Sorting Through Our Tangled Minds
This morning one of my children told me, “I have so much going through my head I can’t think straight.” I tried to help him sort it out, but the thoughts were so random, disorganized, and intertwined that he could not even articulate his frustration. As he left the house, I wondered how he would function, how he would relate, and how he would accomplish anything today. It is impossible for me to enter the head of my son and help him sort through the tangled thoughts each pulling in their counter-directions. I would if I could.
Then it occured to me that I have my own tangle of thoughts, annoying strings of care that get knotted around each other. Sometimes I have trouble separating my own knots. Why do I think I can separate someone else’s? Each of us, in our own way must learn to separate the jumble of thoughts and emotions that compel us. Some of us do it better than others. Once we get them separated, we discover they are once again wrapped around each other. I can remember taking my children fishing when they were small. Other than the father/son bonding time it was usually not a pleasant experience for me. I rarely got my line in the water because I was so busy untangling the lines of my two boys. I kept thinking, “How do they do this so quickly and so completely?” Sometimes it would take me 15 minutes to untangle something they tangled in 15 seconds.
So it is with our minds and the threads of thought that run through us–a “To Do” list for work, worry about a child, guilt over something I should have done but didn’t, a home-improvement project that looms ahead, a lawn that needs to be mowed and no time to do it, the financial strain of college starting in the fall. These are just some of the strands moving through my mind this morning.
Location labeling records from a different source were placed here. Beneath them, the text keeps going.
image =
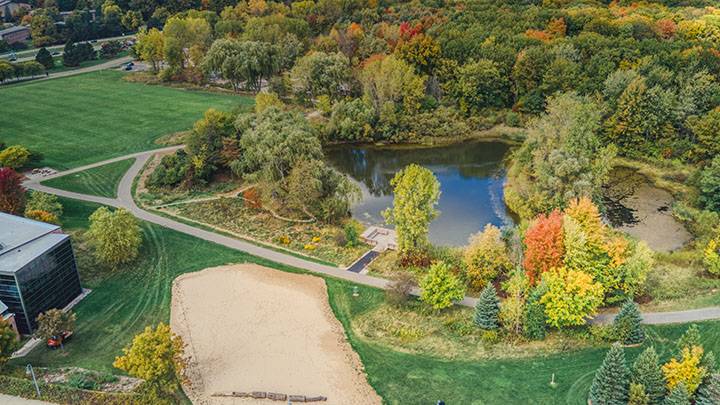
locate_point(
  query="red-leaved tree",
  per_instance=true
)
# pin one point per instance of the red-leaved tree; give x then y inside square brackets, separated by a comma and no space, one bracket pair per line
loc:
[12,193]
[544,247]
The list goes on, changing and flowing like streamers in a fan. Each day new strands are added while some are finally freed or cut loose. Sometimes they get so crossed and wrapped around one another that all our thinking and acting is impeded. We simply want to shut down.
There are two life skills each of us must develop to avoid the complete shut down possibilities. First, we must learn to manage our thoughts, not to keep them separate from every other thought, but to manage them into an intentional weave that provides strength and order instead of weakness and chaos.
Second, we must all learn the skill of patience that is needed to set everything else aside and tend to the chore of untangling when necessary. The ability to take in a deep breath and let everything else go long enough to deal with the problems at hand is often difficult. What I’m tempted to do when faced with a knotty problem is to ignore it as if it is not there. Maybe, I think, if I continue with the weaving of my life the knot will disappear. The end result is often an imperfect and often grotesque strand that flaws my life for years.